As the international Cop26 talks enter their second week, political negotiations on driving climate action take centre stage.
Here’s what’s likely to happen this week.
The high-level segment of the two-week conference sees environment, energy, climate and other ministers arriving to take up the reins of the political stage of the negotiations.
On Tuesday and Wednesday, ministers of countries whose leaders did not address the first week of the summit can take to the podium to set out their position on climate change, with Russia, New Zealand, South Africa and Turkey among those slated to speak.
Environment Minister Eamon Ryan has cancelled his trip to Scotland at the last minute after he tested positive for Covid-19 after carrying out a routine test ahead of the conference.
While much of the world’s attention in the first week of the UN summit was on the presence of leaders and big announcements on saving forests, phasing out coal, cutting methane and stopping fossil fuel finance, there were also negotiations between countries going on at the same time.
Much of the hard work will happen this week as the ministers lead political negotiations, on finalising parts of the Paris Agreement to make it operational and effective and on finance for poor countries to cope with climate change and address the loss and damage they suffer.
And negotiators are trying to hammer out a “cover decision” from Glasgow that will set out how countries will close the gap between the action to cut emissions they have pledged to take under the Paris Agreement and what is needed to avoid dangerous temperature rises of more than 1.5C.

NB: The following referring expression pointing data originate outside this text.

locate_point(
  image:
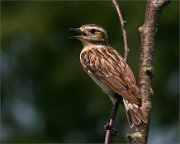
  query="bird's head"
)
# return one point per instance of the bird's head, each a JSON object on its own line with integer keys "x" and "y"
{"x": 91, "y": 33}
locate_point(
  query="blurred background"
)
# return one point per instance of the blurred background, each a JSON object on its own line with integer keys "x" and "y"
{"x": 45, "y": 94}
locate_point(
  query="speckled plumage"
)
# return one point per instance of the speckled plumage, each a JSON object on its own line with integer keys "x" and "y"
{"x": 109, "y": 70}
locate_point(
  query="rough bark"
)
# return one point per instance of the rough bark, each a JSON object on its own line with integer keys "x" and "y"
{"x": 147, "y": 33}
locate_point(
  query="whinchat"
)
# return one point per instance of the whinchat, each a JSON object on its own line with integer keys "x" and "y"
{"x": 110, "y": 71}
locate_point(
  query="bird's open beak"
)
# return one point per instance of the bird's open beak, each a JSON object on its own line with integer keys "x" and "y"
{"x": 76, "y": 30}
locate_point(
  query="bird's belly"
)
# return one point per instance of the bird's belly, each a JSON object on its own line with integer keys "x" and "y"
{"x": 105, "y": 89}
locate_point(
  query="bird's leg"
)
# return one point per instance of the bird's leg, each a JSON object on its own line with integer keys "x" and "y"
{"x": 108, "y": 125}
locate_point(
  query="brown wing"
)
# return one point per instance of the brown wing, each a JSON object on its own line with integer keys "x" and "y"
{"x": 109, "y": 67}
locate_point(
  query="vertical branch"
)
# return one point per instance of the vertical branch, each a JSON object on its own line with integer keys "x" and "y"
{"x": 126, "y": 50}
{"x": 147, "y": 33}
{"x": 123, "y": 28}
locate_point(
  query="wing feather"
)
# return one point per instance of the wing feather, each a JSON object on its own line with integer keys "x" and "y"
{"x": 110, "y": 68}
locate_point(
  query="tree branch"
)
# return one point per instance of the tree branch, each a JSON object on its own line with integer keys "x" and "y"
{"x": 147, "y": 33}
{"x": 126, "y": 50}
{"x": 123, "y": 28}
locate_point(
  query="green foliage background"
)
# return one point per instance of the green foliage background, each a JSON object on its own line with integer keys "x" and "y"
{"x": 46, "y": 96}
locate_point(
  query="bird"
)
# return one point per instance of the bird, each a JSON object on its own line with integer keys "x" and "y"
{"x": 109, "y": 70}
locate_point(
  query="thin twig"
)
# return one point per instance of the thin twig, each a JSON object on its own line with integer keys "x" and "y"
{"x": 110, "y": 122}
{"x": 123, "y": 28}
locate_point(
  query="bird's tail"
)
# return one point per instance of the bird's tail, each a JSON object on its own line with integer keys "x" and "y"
{"x": 134, "y": 114}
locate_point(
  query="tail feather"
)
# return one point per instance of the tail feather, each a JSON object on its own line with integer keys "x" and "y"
{"x": 134, "y": 114}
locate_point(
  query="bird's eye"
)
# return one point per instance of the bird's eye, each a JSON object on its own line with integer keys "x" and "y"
{"x": 92, "y": 31}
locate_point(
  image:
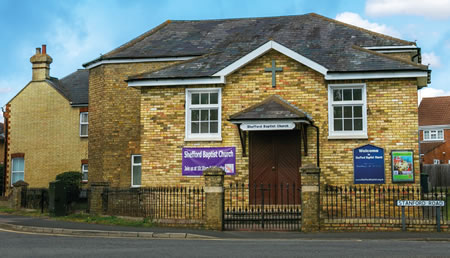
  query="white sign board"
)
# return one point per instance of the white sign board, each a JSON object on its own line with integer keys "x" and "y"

The atmosphere could become more fraught as countries push for competing outcomes, and long nights and a much later finish than the supposed end of the day on Friday are likely.

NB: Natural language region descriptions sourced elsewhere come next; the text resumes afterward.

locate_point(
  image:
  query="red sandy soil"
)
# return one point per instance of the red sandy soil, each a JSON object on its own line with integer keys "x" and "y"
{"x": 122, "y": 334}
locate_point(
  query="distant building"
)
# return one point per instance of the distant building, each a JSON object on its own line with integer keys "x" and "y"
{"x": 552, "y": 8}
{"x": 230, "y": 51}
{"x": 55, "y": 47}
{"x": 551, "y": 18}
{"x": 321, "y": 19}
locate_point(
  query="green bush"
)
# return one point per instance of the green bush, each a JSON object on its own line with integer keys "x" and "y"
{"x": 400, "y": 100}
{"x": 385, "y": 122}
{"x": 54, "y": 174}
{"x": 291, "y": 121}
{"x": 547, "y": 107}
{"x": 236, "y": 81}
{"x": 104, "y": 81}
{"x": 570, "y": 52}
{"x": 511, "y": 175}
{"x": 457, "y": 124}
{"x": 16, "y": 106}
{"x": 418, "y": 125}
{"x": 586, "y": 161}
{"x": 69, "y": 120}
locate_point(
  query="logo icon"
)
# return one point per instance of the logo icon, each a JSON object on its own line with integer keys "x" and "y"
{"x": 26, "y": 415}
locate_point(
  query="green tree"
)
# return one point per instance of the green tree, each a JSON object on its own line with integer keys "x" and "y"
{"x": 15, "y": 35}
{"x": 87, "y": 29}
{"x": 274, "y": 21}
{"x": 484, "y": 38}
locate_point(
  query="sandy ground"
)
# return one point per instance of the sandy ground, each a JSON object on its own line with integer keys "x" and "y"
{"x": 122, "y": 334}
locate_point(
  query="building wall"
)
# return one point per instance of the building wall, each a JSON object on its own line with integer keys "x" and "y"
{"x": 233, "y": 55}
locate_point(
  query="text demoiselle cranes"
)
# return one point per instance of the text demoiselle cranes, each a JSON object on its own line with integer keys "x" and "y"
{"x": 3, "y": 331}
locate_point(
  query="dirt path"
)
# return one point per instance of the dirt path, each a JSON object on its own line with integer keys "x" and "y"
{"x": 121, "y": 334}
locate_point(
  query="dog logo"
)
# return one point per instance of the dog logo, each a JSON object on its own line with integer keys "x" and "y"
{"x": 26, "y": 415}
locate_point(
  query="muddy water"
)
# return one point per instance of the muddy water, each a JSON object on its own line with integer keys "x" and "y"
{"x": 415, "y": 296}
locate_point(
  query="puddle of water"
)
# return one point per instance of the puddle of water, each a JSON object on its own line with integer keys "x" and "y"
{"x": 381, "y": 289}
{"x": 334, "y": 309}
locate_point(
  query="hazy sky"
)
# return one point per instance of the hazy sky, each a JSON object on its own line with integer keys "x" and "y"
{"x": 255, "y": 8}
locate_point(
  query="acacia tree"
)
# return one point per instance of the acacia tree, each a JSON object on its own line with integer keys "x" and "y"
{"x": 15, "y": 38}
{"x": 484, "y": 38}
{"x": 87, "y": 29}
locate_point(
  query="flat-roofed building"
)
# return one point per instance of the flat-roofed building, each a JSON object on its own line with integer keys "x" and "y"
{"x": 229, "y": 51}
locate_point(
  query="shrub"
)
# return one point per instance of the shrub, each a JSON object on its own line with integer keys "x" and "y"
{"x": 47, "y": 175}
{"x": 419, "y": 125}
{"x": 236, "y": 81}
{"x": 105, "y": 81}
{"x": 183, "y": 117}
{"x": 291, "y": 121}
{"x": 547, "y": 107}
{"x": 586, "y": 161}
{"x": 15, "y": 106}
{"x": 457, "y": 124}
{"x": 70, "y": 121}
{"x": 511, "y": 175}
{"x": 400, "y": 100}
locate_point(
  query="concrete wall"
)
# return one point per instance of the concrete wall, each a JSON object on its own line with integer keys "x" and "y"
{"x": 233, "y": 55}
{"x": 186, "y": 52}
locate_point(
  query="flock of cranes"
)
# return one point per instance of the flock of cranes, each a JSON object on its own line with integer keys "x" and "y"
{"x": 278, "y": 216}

The programme of “theme days” at Cop26 organised by the UK as hosts continues, with more announcements on commitments by countries and businesses in various areas expected.

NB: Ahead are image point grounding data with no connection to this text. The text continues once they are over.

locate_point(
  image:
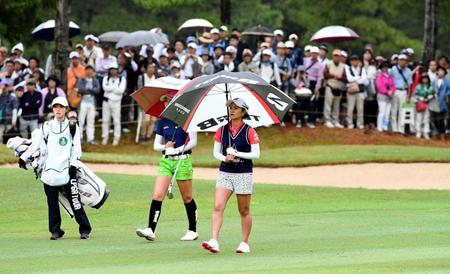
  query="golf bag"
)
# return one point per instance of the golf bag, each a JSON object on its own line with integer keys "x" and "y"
{"x": 92, "y": 189}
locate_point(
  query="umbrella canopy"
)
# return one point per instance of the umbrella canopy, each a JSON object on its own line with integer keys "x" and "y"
{"x": 334, "y": 34}
{"x": 112, "y": 36}
{"x": 140, "y": 37}
{"x": 196, "y": 25}
{"x": 258, "y": 31}
{"x": 200, "y": 105}
{"x": 46, "y": 31}
{"x": 148, "y": 97}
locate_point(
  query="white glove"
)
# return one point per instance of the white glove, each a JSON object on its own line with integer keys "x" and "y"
{"x": 170, "y": 151}
{"x": 231, "y": 151}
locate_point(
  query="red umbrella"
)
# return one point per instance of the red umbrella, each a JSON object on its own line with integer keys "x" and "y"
{"x": 334, "y": 34}
{"x": 148, "y": 97}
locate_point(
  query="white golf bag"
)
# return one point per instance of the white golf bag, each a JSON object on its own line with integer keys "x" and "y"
{"x": 92, "y": 189}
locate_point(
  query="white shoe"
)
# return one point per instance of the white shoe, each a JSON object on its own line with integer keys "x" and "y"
{"x": 243, "y": 248}
{"x": 211, "y": 245}
{"x": 190, "y": 236}
{"x": 146, "y": 233}
{"x": 338, "y": 125}
{"x": 329, "y": 124}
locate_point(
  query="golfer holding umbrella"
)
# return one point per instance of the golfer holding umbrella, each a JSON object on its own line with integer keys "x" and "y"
{"x": 176, "y": 161}
{"x": 220, "y": 103}
{"x": 236, "y": 144}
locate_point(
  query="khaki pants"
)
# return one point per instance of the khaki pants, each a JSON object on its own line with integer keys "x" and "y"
{"x": 398, "y": 99}
{"x": 331, "y": 107}
{"x": 356, "y": 99}
{"x": 111, "y": 109}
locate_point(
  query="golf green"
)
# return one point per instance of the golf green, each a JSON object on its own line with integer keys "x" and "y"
{"x": 295, "y": 230}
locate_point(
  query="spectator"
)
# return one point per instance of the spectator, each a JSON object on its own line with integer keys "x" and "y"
{"x": 164, "y": 64}
{"x": 74, "y": 72}
{"x": 88, "y": 87}
{"x": 8, "y": 108}
{"x": 29, "y": 103}
{"x": 297, "y": 55}
{"x": 439, "y": 106}
{"x": 313, "y": 76}
{"x": 334, "y": 73}
{"x": 279, "y": 37}
{"x": 188, "y": 60}
{"x": 205, "y": 42}
{"x": 148, "y": 122}
{"x": 356, "y": 76}
{"x": 268, "y": 70}
{"x": 114, "y": 86}
{"x": 91, "y": 51}
{"x": 432, "y": 70}
{"x": 223, "y": 32}
{"x": 179, "y": 49}
{"x": 385, "y": 87}
{"x": 48, "y": 94}
{"x": 323, "y": 55}
{"x": 425, "y": 92}
{"x": 402, "y": 78}
{"x": 247, "y": 64}
{"x": 217, "y": 58}
{"x": 228, "y": 64}
{"x": 284, "y": 67}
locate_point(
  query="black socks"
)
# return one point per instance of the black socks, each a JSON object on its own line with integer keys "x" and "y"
{"x": 191, "y": 211}
{"x": 155, "y": 212}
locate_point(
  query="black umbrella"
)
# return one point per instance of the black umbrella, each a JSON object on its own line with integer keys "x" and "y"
{"x": 258, "y": 31}
{"x": 200, "y": 105}
{"x": 46, "y": 31}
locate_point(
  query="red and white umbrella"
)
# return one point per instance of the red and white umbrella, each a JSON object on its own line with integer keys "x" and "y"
{"x": 200, "y": 104}
{"x": 334, "y": 34}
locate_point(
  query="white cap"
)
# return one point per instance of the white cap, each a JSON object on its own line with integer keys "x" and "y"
{"x": 60, "y": 101}
{"x": 74, "y": 54}
{"x": 314, "y": 49}
{"x": 293, "y": 36}
{"x": 17, "y": 47}
{"x": 113, "y": 65}
{"x": 91, "y": 37}
{"x": 289, "y": 44}
{"x": 267, "y": 52}
{"x": 238, "y": 102}
{"x": 278, "y": 32}
{"x": 214, "y": 30}
{"x": 164, "y": 53}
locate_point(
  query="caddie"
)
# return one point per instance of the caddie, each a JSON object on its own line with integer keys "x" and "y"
{"x": 59, "y": 143}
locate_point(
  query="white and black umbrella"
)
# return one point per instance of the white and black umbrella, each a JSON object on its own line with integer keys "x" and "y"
{"x": 200, "y": 105}
{"x": 46, "y": 31}
{"x": 112, "y": 36}
{"x": 334, "y": 34}
{"x": 139, "y": 38}
{"x": 196, "y": 25}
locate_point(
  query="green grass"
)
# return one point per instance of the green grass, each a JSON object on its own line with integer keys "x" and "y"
{"x": 296, "y": 229}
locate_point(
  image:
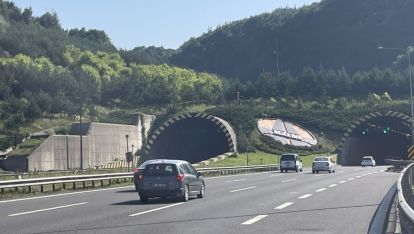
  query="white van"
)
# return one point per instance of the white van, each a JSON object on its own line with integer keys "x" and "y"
{"x": 290, "y": 162}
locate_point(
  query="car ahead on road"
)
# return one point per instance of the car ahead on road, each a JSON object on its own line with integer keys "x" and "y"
{"x": 169, "y": 178}
{"x": 323, "y": 164}
{"x": 368, "y": 161}
{"x": 138, "y": 171}
{"x": 290, "y": 162}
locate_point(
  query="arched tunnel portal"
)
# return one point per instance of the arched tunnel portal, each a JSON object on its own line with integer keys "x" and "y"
{"x": 192, "y": 137}
{"x": 383, "y": 136}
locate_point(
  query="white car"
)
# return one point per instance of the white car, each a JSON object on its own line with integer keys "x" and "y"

Look out for pledges on issues such as switching to electric vehicles on transport day, which is Wednesday, while other days focus on adaptation and loss and damage, gender, science and innovation and cities and regions.
Last week saw world leaders, royalty and the odd Hollywood star blow into Glasgow for the Cop26 summit. Among those expected this week are former US president Barack Obama.
It remains to be seen whether British Prime Minister Boris Johnson will come back at the end of the two-week summit in a bid to get the negotiations over the line, or to welcome any deal that is secured.
There is likely to be ongoing scrutiny on how the Cop26 conference has been managed in the pandemic, and whether the UN and UK organisers have done enough to make it accessible and inclusive.
The first week saw big crowds and long queues trying to get through security – not exactly keeping with the social distancing requirements organisers have attempted to impose inside, with limits on the number of people that can be in negotiating rooms and events coming in for criticism.
Despite everyone required to do daily lateral flow requests, mask wearing and the social distancing, people have still been falling ill or testing positive – though it is not clear how many.